Docket Nos. 6186, 6187. | B.T.A. | Oct 8, 1927

Lead Opinion

*668OPINION.

Lansdon:

The issues to be determined are fully set forth in our preliminary statement, and will be considered and decided in the order stated. The evidence is conclusive, that the Realty Company was the creature of the Store Company, which had caused it to be incorporated solely for the purpose of acting as its agent in converting fixed assets into liquid working capital for use in its business. During the taxable years the Store Company owned all the common stock of the Realty Company. Such stock had one-half the voting power. Considerable percentages of the preferred stock of the Realty Company were owned by the officers and directors of the Store Company, and much of the remainder by its employees, the relatives, and close personal friends of the principal stockholders. Only an inconsiderable amount was in the hands of persons who properly may be regarded as outside interests. The circumstances under which the stock of the petitioners was held are very similar *669to the facts in Appeals of Midland Refining Co., 2 B. T. A. 292 and 296.

The conditions in the instant proceeding are almost exactly on all fours with the facts in Appeal of Abattoir Realty Co., 3 B. T. A. 415, in which we said:

The facts set forth disclose a complete unity of the enterprise, which was inherent in the creation of the Realty Co. and has remained so since. The Cincinnati Co. lias assumed the material responsibilities of the Realty Co. and dominates it completely. It owns all the common stock and its stockholders own two-thirds of the preferred. The directors are such persons as the Cincinnati Co. selects. The right of preferred stockholders to elect a majority of the directors is controlled by the Cincinnati Co. and its stockholders. The remaining preferred stockholders, even were they hostile to the Cincinnati Co. and its interests and were to vote or act in unison, could not be effectively adverse to the Cincinnati Co. But, so far as this record shows, there is no diversity of interest. Taking all the circumstances together, we are of opinion that the two corporations were affiliated within the taxable years in question.

In the light of all the evidence, and upon authority of our opinions cited, supra, we must hold that the petitioners were affiliated during the taxable years.

The parties have agreed and stipulated that the amount of $125,000 shall be included in the invested capital of the John Shillito Co. for each of the fiscal years ended January 31,1919, and January 31, 1920, respectively, as representing the value of intangibles acquired from its predecessor in 1882. This amount, therefore, should be included in the statutory invested capital of such company for each of the taxable years, subject to the limitations of section 326(a) (4) of the Bevenue Act of 1918.

The parties stipulate that the Store Company took no deduction for taxes paid on account of the Bealty Company for the years 1919 and 1920, in the respective amounts of $4,320 and $1,020. The respondent, therefore, erred in adding such amounts to the income of the Store Company.

The John Shillito Co. owned depreciable store fixtures and furniture during the taxable years in the amounts set forth in our findings of fact. The petitioners admit that an annual depreciation rate of 5 per cent on the cost of this property is reasonable and we find, therefore, that deductions from income for the years involved should be computed at that rate on costs as set forth in our findings of fact.
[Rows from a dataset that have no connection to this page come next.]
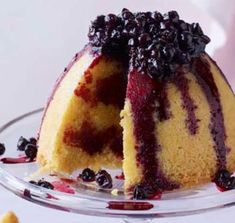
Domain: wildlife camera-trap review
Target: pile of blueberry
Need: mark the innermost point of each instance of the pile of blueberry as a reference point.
(155, 43)
(29, 146)
(102, 178)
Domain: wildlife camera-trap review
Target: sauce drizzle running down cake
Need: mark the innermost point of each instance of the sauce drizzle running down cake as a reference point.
(143, 94)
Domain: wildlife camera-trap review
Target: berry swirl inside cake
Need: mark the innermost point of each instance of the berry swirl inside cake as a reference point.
(142, 95)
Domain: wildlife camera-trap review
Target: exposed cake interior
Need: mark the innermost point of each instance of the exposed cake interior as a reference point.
(81, 122)
(175, 103)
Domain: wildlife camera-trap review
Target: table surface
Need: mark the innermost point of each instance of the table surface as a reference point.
(37, 39)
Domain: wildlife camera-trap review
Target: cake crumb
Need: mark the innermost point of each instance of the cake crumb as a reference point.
(9, 217)
(114, 192)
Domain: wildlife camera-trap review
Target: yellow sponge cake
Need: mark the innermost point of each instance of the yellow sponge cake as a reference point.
(145, 96)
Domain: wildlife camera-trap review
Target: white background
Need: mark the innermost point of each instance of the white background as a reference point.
(37, 40)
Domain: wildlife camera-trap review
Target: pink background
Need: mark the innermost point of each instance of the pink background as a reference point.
(38, 39)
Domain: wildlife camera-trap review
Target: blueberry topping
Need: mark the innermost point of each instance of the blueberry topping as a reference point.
(224, 180)
(2, 149)
(153, 43)
(103, 179)
(22, 143)
(88, 175)
(31, 151)
(139, 193)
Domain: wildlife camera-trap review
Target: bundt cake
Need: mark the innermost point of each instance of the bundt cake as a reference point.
(143, 94)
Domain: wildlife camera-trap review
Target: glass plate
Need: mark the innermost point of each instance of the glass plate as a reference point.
(87, 198)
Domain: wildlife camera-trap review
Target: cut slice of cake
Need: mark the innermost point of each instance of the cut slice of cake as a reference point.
(179, 134)
(80, 127)
(177, 113)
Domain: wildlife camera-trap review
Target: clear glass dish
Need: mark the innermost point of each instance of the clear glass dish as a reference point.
(86, 198)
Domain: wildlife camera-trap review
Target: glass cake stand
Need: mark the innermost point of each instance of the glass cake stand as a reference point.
(78, 197)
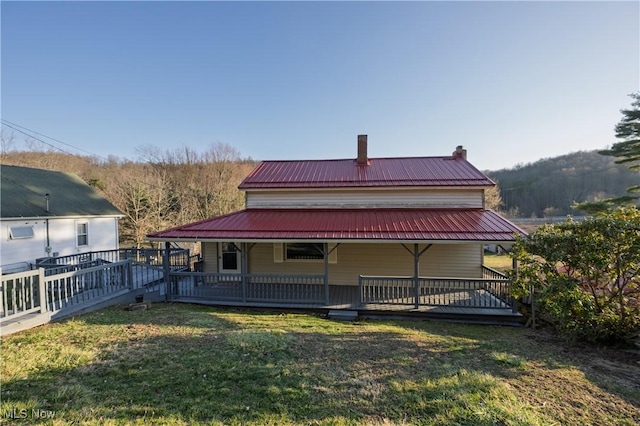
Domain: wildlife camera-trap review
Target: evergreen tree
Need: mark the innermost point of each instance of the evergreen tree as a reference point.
(627, 152)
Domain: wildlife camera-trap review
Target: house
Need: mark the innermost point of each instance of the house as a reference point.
(45, 214)
(392, 230)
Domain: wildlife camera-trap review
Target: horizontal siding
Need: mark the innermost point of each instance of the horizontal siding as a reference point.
(210, 257)
(445, 260)
(463, 198)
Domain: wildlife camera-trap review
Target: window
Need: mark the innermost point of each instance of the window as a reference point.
(304, 251)
(82, 233)
(20, 232)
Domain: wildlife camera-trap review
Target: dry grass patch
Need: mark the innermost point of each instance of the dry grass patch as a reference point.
(180, 364)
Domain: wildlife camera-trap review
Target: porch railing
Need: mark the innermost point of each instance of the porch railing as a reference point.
(452, 292)
(34, 291)
(179, 259)
(72, 288)
(264, 288)
(21, 293)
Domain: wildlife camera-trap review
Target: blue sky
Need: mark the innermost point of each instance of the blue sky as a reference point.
(511, 81)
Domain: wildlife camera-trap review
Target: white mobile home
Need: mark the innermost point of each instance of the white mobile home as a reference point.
(48, 214)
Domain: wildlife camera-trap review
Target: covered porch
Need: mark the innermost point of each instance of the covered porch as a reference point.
(418, 262)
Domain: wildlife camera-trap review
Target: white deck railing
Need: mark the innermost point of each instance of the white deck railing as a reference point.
(491, 293)
(34, 291)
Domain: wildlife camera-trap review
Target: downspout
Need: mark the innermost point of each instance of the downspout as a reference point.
(243, 270)
(48, 246)
(167, 270)
(416, 275)
(325, 249)
(46, 221)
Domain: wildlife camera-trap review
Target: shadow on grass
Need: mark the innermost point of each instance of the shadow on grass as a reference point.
(193, 364)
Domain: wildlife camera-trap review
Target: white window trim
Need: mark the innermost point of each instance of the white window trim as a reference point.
(86, 234)
(23, 232)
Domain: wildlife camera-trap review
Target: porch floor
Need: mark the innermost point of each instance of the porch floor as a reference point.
(342, 297)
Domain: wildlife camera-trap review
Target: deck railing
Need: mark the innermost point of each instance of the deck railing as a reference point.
(72, 288)
(21, 293)
(261, 288)
(453, 292)
(179, 259)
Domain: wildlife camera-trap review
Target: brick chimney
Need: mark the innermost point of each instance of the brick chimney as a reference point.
(362, 159)
(460, 152)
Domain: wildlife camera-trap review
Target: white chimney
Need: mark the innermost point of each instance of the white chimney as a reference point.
(362, 160)
(460, 152)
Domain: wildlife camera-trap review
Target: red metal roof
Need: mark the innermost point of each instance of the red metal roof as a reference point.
(408, 171)
(348, 224)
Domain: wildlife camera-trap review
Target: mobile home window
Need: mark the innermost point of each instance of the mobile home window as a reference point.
(304, 251)
(82, 233)
(20, 232)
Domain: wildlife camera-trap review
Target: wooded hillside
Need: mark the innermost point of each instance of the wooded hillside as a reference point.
(550, 186)
(164, 189)
(169, 188)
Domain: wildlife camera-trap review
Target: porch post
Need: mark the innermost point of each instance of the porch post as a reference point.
(325, 249)
(243, 270)
(167, 269)
(416, 275)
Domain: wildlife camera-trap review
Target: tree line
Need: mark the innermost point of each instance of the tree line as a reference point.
(554, 186)
(163, 189)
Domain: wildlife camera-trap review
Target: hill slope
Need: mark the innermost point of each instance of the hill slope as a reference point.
(549, 187)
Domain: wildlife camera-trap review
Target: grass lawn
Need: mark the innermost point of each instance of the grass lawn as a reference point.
(182, 364)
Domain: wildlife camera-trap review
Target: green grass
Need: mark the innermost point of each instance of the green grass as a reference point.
(181, 364)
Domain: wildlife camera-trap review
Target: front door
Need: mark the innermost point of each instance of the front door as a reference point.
(229, 259)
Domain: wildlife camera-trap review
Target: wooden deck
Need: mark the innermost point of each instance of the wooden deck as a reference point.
(345, 298)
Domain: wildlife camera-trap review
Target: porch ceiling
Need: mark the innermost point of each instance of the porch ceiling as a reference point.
(348, 225)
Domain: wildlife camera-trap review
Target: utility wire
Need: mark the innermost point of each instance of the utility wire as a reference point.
(19, 128)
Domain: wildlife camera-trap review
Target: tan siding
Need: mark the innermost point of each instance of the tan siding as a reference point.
(467, 198)
(446, 260)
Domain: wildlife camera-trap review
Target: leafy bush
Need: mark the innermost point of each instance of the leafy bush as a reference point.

The evidence discloses that the store building owned by the Bealty Company was constructed about 1818, and was continuously kept in good repair. We have found that the value of this building at March 1, 1913, was $350,000, and that between that date and the first of the taxable years, it was remodeled at a cost of $206,516.21. As the remodeled parts are inseparable from the original structure, we are of the opinion that such additions can have no longer useful life *670than the building of which they are a part. The evidence convinces us that the entire building, even after it was remodeled, was far from modern and that, as a whole, its useful life could not be more than 20 years from March 1, 1913. The petitioners are entitled to depreciate the 1913 value of this building and the cost of remodeling on the basis of a term of useful life ending not later than March 1, 1933.

Judgment will be entered on 10 days' notice, under Rule 50.